Un prêtre de 46 ans, le père Gaël Carissan, était jugé lundi devant le tribunal correctionnel de Rennes pour avoir agressé sexuellement un adolescent de 15 ans en 2004 à Rome puis à Rennes. Lors de l’audience, l’accusé, exclu depuis 2008 de tout ministère public mais qui perçoit toujours son traitement du diocèse, a reconnu des actes qui n’étaient « pas conformes à la morale catholique » mais qui étaient « consentis » selon lui.

Les faits remontent à près de 15 ans. Le plaignant, aujourd’hui âgé de 31 ans, était parti à Rome seul avec le prêtre, qu’il considérait comme « son père spirituel ». Alors qu’ils partageaient une chambre dans un couvent, le prêtre aurait alors abusé de lui. « Je suis resté longtemps dans la salle de bains, accroupi, je tremblais, c’est un traumatisme. Je ne savais pas que faire, j’étais dans un couvent à Rome, à 2.000 kilomètres de chez moi… », a-t-il expliqué lors de l’audience.

L’attitude de l’évêque pointée du doigt

A Rennes, il continue de voir l’ecclésiastique et les attouchements sexuels se poursuivent. « A genou devant lui, je devais lui dire pardon. Et il me donnait l’absolution et me demandait de ne pas me confesser à d’autres prêtres », a-t-il raconté. La victime a également pointé du doigt l’attitude de l’évêque, Monseigneur Pierre d’Ornellas, cité comme témoin. « Il m’avait déconseillé de porter plainte et je tiens à le signaler », a indiqué à la barre Dominique (prénom d’emprunt), qui avait finalement déposé plainte à Saint-Malo en 2010, deux ans après avoir révélé les faits à un prêtre de Dinard.

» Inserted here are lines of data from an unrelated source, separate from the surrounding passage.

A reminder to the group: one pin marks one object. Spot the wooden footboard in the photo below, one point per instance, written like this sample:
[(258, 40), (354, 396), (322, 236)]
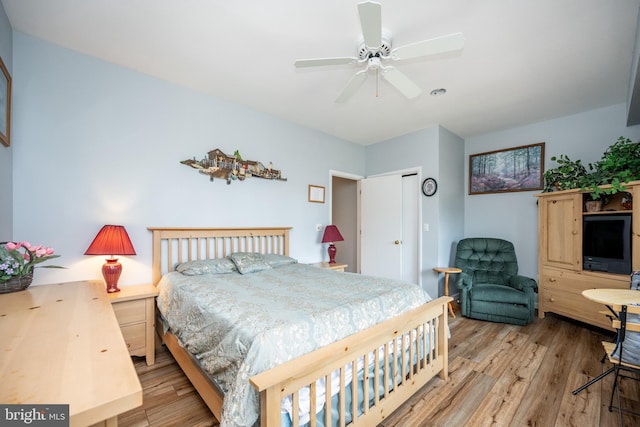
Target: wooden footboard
[(175, 245), (430, 351)]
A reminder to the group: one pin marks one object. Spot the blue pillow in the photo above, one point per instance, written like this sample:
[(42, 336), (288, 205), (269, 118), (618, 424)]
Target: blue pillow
[(275, 260), (249, 262), (207, 266)]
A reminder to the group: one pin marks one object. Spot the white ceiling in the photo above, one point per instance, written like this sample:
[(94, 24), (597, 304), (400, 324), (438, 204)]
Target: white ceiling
[(523, 61)]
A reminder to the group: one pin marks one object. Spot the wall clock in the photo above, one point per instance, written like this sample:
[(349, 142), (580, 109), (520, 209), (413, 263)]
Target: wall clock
[(429, 187)]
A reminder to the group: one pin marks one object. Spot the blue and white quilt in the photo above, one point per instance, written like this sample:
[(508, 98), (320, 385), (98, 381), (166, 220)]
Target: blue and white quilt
[(238, 325)]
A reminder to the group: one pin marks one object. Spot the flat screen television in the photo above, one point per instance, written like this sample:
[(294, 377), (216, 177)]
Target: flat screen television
[(606, 243)]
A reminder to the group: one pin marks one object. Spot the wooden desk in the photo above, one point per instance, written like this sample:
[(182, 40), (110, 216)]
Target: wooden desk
[(61, 344), (447, 271), (613, 296), (610, 298)]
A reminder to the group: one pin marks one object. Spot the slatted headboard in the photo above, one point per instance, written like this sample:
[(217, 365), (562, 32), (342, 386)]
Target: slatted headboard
[(173, 245)]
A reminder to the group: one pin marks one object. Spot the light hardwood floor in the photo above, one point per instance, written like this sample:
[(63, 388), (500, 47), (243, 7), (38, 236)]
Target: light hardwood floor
[(499, 375)]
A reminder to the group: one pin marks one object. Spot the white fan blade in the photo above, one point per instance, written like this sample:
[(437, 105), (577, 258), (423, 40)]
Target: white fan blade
[(401, 82), (319, 62), (448, 43), (371, 23), (353, 86)]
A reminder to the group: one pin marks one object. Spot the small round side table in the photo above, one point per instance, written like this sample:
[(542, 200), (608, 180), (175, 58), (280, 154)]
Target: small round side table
[(447, 271)]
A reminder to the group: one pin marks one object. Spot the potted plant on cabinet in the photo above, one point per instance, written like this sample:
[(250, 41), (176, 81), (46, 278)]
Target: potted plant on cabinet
[(567, 175), (619, 164)]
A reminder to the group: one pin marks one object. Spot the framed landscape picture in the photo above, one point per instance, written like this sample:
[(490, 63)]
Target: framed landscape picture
[(511, 169), (5, 105)]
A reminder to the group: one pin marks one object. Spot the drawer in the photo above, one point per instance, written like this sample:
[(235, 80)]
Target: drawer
[(574, 306), (569, 281), (134, 336), (130, 311)]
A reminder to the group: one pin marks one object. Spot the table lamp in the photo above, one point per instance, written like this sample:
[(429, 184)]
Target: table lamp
[(332, 234), (111, 240)]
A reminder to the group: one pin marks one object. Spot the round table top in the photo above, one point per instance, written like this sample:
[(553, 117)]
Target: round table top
[(613, 296), (447, 269)]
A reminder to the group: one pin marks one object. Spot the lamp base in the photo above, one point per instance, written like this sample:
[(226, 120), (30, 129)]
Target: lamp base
[(332, 253), (111, 271)]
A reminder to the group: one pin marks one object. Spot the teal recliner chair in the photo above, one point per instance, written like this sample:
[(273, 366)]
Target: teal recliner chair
[(490, 287)]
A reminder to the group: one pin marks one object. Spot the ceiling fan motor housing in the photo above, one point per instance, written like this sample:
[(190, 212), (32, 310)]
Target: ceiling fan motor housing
[(366, 52)]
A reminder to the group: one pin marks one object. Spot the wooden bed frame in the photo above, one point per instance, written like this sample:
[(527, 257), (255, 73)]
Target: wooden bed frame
[(175, 245)]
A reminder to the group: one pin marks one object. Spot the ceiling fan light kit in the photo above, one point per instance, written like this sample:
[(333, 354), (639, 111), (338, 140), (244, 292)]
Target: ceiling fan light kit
[(375, 52)]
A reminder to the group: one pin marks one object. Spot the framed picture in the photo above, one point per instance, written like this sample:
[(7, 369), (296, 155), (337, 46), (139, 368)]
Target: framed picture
[(316, 193), (513, 169), (5, 105)]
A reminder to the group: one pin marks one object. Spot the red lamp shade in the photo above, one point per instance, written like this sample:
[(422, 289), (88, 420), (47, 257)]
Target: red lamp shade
[(111, 240), (332, 234)]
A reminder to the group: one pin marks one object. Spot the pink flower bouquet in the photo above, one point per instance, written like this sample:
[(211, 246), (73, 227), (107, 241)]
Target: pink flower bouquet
[(18, 259)]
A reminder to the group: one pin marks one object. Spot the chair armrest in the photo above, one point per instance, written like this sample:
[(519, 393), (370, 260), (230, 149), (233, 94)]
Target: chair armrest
[(465, 280), (521, 283)]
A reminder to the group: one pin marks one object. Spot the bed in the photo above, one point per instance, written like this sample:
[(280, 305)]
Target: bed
[(371, 371)]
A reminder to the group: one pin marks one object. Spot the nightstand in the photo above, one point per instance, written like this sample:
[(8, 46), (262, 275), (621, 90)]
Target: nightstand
[(335, 267), (134, 307)]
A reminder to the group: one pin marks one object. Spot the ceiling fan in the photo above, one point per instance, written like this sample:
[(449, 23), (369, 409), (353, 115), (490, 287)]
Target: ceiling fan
[(375, 53)]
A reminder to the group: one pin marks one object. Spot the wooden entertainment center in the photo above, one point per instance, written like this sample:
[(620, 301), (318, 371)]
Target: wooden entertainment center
[(560, 262)]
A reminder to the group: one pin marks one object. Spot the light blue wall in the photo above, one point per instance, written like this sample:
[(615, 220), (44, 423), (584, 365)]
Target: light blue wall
[(450, 198), (437, 153), (100, 144), (6, 169), (514, 216)]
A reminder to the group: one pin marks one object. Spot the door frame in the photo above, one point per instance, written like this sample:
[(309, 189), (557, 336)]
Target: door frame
[(356, 178), (408, 171), (413, 170)]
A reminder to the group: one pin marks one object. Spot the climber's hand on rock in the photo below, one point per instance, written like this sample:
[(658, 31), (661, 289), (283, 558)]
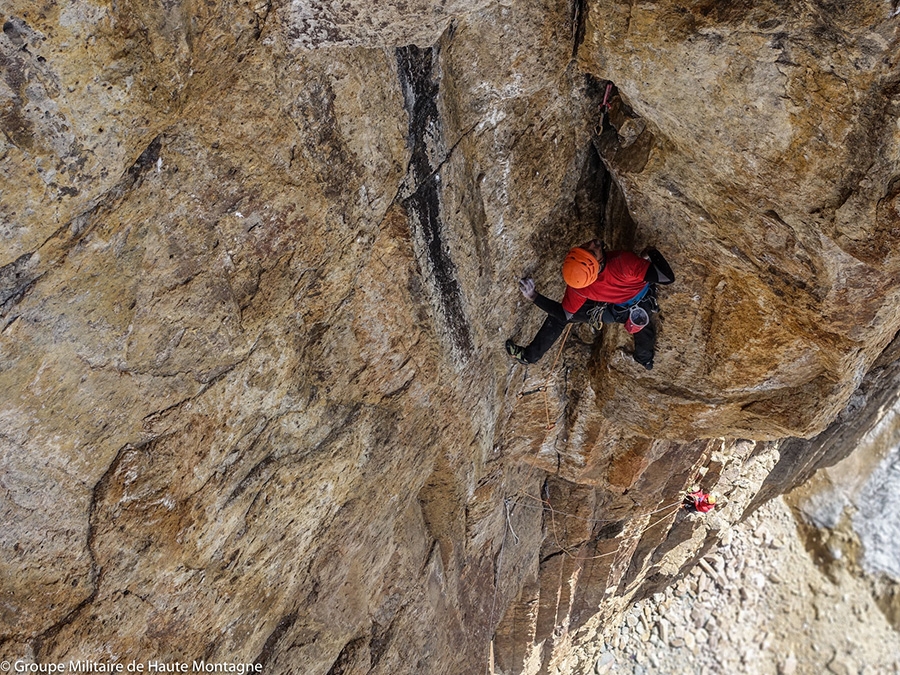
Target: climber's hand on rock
[(526, 285)]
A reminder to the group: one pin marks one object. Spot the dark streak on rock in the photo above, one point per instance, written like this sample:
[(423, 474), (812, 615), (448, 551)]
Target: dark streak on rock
[(283, 626), (346, 660), (144, 161), (420, 91)]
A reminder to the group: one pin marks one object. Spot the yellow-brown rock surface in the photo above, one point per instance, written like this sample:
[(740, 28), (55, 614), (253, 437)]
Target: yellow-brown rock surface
[(259, 260)]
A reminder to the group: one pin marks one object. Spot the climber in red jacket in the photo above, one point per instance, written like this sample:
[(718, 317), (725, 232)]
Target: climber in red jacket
[(700, 501), (612, 287)]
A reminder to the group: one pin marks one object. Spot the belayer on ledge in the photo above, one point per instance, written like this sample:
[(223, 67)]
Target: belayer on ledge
[(601, 286)]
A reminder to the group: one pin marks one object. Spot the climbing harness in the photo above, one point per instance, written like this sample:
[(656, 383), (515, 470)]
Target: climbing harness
[(595, 317)]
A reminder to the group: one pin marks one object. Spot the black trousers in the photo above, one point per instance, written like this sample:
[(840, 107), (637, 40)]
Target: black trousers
[(552, 328)]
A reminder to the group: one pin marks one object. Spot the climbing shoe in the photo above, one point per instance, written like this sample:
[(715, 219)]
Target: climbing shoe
[(517, 352), (648, 365)]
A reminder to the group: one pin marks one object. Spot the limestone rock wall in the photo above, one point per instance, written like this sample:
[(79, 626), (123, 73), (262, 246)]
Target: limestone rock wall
[(259, 260)]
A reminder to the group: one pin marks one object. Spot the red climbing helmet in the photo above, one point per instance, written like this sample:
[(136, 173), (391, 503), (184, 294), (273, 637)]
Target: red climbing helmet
[(580, 268)]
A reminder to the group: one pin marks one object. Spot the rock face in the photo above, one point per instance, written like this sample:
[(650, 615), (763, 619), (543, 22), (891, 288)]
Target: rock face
[(259, 260)]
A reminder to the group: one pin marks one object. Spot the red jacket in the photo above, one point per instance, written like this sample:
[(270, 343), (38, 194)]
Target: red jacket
[(620, 281)]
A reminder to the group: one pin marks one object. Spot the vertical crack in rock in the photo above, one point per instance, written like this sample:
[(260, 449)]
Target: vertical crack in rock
[(579, 16), (422, 189)]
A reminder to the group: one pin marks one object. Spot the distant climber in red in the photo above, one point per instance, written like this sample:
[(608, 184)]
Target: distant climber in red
[(700, 501), (601, 286)]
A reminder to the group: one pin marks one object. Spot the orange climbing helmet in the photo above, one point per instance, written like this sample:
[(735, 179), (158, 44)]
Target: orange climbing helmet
[(580, 268)]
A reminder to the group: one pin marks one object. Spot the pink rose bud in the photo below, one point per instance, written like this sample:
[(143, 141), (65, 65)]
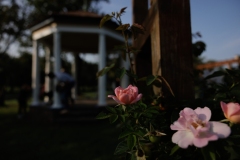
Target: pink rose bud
[(231, 111), (128, 95)]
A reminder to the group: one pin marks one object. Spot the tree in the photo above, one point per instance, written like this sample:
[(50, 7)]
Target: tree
[(12, 23)]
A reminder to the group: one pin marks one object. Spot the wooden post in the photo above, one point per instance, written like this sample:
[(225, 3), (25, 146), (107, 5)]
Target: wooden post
[(168, 24), (171, 46)]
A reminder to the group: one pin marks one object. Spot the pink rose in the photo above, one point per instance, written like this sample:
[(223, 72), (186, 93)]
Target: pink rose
[(128, 95), (194, 128), (231, 111)]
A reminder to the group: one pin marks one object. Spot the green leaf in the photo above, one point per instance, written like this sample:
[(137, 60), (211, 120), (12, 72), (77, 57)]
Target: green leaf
[(111, 109), (105, 70), (123, 27), (102, 115), (149, 115), (215, 74), (174, 149), (166, 83), (125, 133), (208, 153), (121, 72), (113, 118), (150, 79), (105, 19), (121, 148), (122, 117), (131, 141)]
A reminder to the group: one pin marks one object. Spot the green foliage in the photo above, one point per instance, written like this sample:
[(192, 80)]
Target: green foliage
[(145, 125)]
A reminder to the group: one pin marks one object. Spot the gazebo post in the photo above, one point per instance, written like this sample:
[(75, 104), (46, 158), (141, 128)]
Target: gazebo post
[(35, 73), (57, 67), (125, 80), (48, 69), (75, 71), (101, 65)]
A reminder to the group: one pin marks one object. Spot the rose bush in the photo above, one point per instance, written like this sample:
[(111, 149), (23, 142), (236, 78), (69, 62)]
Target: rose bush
[(194, 128), (128, 95), (147, 121), (231, 111)]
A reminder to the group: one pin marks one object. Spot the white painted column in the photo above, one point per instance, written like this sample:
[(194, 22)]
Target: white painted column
[(57, 67), (101, 64), (74, 70), (47, 85), (35, 74), (125, 79)]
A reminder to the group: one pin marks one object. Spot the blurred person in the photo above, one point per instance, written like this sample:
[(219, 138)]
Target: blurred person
[(64, 86), (22, 100), (2, 96)]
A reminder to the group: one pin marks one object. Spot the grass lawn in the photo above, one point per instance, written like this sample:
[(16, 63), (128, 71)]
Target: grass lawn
[(24, 140)]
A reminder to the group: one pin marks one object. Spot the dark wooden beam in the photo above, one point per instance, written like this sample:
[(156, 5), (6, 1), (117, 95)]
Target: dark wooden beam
[(171, 46)]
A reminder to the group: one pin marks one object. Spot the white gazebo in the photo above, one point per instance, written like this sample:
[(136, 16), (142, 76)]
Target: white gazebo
[(75, 32)]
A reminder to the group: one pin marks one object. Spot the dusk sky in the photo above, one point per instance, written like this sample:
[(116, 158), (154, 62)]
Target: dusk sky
[(218, 21)]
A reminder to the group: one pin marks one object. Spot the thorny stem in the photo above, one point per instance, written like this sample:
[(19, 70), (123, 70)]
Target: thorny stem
[(126, 44)]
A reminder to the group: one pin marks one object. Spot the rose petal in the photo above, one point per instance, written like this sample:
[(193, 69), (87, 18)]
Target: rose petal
[(204, 114), (124, 98), (118, 90), (115, 99), (222, 130), (137, 99), (232, 108), (180, 124), (183, 138), (224, 108)]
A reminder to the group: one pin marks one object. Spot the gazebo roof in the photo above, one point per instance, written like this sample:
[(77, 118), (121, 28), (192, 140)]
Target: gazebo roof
[(79, 31)]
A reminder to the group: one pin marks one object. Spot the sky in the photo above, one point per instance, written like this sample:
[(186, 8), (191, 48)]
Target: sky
[(218, 21)]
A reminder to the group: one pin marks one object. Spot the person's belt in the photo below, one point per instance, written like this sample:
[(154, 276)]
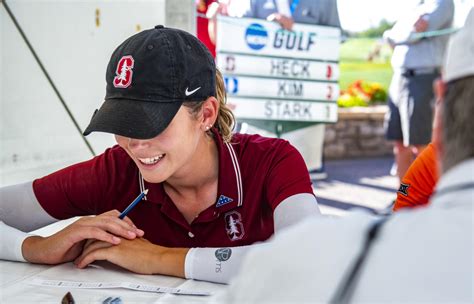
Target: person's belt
[(420, 71)]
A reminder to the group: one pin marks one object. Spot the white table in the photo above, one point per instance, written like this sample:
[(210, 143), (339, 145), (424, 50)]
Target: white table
[(15, 286)]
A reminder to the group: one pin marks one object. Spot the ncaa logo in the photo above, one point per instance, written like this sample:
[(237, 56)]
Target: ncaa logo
[(124, 72), (256, 36)]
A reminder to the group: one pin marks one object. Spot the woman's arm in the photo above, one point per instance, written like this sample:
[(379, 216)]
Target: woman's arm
[(218, 265), (21, 212)]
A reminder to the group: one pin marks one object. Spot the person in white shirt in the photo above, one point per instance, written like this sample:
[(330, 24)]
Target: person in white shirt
[(415, 256)]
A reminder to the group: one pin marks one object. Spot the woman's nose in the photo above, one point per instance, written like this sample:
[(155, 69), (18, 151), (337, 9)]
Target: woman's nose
[(137, 143)]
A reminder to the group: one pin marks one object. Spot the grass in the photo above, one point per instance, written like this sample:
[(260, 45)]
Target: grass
[(354, 64)]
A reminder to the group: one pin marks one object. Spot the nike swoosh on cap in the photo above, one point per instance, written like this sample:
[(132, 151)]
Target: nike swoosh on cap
[(191, 92)]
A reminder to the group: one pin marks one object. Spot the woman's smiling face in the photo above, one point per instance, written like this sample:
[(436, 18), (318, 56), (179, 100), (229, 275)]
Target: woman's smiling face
[(169, 154)]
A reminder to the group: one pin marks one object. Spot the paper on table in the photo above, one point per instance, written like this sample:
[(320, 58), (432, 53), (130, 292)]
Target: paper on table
[(108, 285), (109, 276)]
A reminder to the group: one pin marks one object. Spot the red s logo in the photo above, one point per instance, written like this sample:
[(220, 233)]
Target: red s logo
[(124, 72)]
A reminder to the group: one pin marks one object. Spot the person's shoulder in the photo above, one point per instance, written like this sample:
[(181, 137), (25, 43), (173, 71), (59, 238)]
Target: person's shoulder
[(256, 143)]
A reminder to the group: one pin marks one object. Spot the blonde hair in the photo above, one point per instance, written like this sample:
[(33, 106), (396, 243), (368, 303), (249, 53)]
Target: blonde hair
[(225, 118)]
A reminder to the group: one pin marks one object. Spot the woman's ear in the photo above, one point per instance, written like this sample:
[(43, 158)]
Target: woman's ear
[(210, 110)]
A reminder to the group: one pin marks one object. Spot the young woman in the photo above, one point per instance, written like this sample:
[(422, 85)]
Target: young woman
[(210, 192)]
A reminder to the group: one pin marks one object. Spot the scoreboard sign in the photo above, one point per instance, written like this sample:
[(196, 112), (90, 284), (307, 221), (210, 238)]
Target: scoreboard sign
[(278, 75)]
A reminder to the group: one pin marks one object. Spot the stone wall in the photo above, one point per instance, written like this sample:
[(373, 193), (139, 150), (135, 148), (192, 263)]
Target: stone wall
[(359, 132)]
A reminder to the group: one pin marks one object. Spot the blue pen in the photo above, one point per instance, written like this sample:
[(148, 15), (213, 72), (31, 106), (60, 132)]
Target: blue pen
[(132, 204)]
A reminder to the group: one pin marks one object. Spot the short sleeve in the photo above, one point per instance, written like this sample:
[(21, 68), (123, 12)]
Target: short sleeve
[(287, 175)]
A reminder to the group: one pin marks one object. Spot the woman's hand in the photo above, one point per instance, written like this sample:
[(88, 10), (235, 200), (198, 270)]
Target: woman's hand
[(137, 255), (67, 244)]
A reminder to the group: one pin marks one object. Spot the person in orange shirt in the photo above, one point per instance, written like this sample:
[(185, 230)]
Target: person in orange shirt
[(419, 182)]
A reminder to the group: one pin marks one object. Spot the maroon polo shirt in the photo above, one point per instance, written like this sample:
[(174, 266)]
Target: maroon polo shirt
[(255, 175)]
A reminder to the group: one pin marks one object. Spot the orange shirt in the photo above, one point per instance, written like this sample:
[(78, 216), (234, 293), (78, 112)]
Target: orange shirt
[(418, 183)]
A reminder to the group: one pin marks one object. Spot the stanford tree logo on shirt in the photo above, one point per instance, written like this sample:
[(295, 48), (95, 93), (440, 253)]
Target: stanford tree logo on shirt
[(234, 226)]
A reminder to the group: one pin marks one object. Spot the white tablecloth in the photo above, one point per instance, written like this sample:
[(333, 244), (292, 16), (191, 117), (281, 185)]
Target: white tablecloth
[(15, 286)]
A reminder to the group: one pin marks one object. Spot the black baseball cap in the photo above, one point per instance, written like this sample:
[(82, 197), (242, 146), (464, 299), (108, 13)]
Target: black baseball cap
[(149, 76)]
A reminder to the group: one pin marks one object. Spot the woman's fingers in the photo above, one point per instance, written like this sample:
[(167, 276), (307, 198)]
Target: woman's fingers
[(110, 222), (96, 255)]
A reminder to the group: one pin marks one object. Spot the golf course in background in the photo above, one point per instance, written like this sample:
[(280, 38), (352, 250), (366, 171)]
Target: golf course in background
[(355, 64)]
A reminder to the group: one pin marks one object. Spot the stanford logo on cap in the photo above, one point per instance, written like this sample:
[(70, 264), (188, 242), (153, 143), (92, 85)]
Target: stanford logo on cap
[(124, 72)]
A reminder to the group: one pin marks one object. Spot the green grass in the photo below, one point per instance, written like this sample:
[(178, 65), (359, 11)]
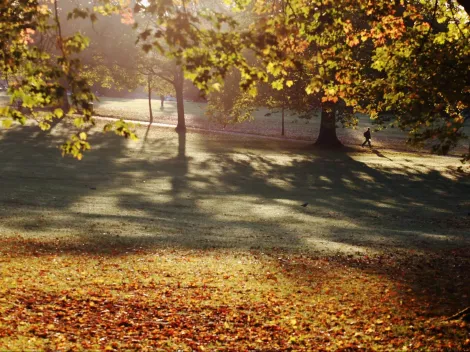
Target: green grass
[(200, 242), (295, 128)]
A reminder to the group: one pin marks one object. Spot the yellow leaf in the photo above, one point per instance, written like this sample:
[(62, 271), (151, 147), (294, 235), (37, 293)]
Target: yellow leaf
[(7, 123)]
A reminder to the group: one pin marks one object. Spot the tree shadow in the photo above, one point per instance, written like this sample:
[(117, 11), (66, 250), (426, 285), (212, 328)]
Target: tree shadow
[(216, 191)]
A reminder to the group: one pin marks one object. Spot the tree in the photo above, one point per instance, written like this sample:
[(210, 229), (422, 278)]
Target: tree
[(41, 64), (375, 57)]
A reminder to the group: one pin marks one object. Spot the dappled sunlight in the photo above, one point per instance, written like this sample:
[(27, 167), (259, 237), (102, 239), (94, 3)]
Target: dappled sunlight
[(197, 190)]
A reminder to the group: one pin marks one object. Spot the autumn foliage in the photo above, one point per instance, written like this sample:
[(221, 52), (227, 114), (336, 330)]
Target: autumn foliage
[(58, 295)]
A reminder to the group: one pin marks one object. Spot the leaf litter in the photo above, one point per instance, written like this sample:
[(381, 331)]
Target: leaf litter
[(65, 295)]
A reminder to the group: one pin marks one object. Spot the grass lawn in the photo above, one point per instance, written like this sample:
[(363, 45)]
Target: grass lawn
[(200, 242), (295, 128)]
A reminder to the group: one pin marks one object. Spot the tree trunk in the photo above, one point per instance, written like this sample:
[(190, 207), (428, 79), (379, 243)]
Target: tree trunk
[(178, 84), (282, 132), (327, 136), (149, 82)]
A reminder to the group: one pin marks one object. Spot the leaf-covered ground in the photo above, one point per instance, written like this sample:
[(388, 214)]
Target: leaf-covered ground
[(199, 241), (58, 295)]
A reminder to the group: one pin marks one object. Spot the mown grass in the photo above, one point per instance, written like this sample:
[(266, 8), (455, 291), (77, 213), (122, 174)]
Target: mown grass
[(200, 242)]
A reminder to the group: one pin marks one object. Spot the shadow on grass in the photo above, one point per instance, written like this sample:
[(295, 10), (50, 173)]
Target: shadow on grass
[(202, 191)]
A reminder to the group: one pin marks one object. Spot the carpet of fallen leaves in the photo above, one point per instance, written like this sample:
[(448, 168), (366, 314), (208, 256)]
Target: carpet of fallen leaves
[(65, 295)]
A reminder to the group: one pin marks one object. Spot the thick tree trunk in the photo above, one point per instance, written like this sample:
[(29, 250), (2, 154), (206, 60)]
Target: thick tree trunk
[(282, 132), (178, 84), (150, 99), (327, 136)]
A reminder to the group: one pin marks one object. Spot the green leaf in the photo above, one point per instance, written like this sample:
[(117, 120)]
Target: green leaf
[(59, 113), (7, 123)]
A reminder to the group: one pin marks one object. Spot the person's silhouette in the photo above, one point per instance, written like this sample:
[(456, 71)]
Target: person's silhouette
[(368, 138)]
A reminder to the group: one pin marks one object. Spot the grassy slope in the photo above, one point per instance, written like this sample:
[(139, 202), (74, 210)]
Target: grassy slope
[(200, 242)]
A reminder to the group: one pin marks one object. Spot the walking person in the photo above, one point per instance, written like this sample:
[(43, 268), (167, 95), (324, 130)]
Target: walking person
[(368, 138)]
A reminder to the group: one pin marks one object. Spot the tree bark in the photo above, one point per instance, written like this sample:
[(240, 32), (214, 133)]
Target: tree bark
[(178, 84), (282, 131), (149, 82), (327, 136)]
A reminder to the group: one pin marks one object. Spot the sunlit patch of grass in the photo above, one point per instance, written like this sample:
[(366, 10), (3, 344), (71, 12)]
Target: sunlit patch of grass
[(65, 295)]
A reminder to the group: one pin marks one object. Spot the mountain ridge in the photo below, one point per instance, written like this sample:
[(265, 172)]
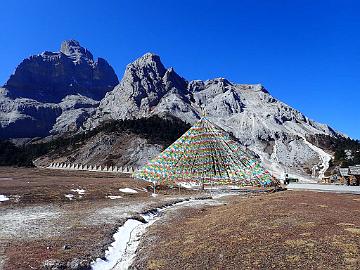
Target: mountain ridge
[(276, 132)]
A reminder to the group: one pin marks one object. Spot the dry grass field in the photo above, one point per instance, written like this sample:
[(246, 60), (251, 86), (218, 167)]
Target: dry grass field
[(283, 230)]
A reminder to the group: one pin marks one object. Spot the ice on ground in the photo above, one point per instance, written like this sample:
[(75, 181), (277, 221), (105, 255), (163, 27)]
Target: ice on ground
[(114, 197), (328, 188), (114, 255), (69, 196), (122, 251), (79, 191), (29, 222), (128, 190), (4, 198), (189, 185)]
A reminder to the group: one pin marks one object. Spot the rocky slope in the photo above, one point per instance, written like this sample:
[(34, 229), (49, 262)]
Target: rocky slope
[(62, 96), (54, 92), (269, 127)]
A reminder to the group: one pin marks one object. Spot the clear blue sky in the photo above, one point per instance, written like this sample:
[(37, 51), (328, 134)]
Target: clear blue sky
[(305, 52)]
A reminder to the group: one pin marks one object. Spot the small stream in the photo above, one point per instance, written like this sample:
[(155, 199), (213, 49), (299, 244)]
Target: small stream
[(122, 251)]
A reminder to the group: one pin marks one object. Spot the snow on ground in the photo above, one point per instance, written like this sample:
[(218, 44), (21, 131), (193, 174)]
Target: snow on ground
[(114, 197), (69, 196), (30, 222), (189, 185), (79, 191), (128, 190), (327, 188), (122, 251), (3, 198)]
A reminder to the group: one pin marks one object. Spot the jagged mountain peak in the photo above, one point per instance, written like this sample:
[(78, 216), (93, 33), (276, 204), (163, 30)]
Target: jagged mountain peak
[(148, 64), (51, 76), (73, 49)]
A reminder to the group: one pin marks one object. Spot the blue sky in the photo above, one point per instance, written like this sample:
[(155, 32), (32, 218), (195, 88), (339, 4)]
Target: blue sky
[(306, 53)]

« J’ai toujours pensé que Dominique devait porter plainte », a assuré de son côté le prélat. « C’est inacceptable qu’un prêtre ait des relations sexuelles avec un jeune, je l’ai sanctionné tout de suite en le privant de son ministère » et en demandant un suivi psychologique, a-t-il affirmé.

Le délibéré rendu le 4 juillet

Avant les plaidoiries, le père Carissan a demandé « pardon », évoquant « toutes les conséquences dévastatrices » que son comportement avait eues sur le jeune homme. A l’issue de l’audience, le procureur a requis cinq ans d’emprisonnement contre le prêtre, dont trois avec sursis. Le jugement a été mis en délibéré au 4 juillet.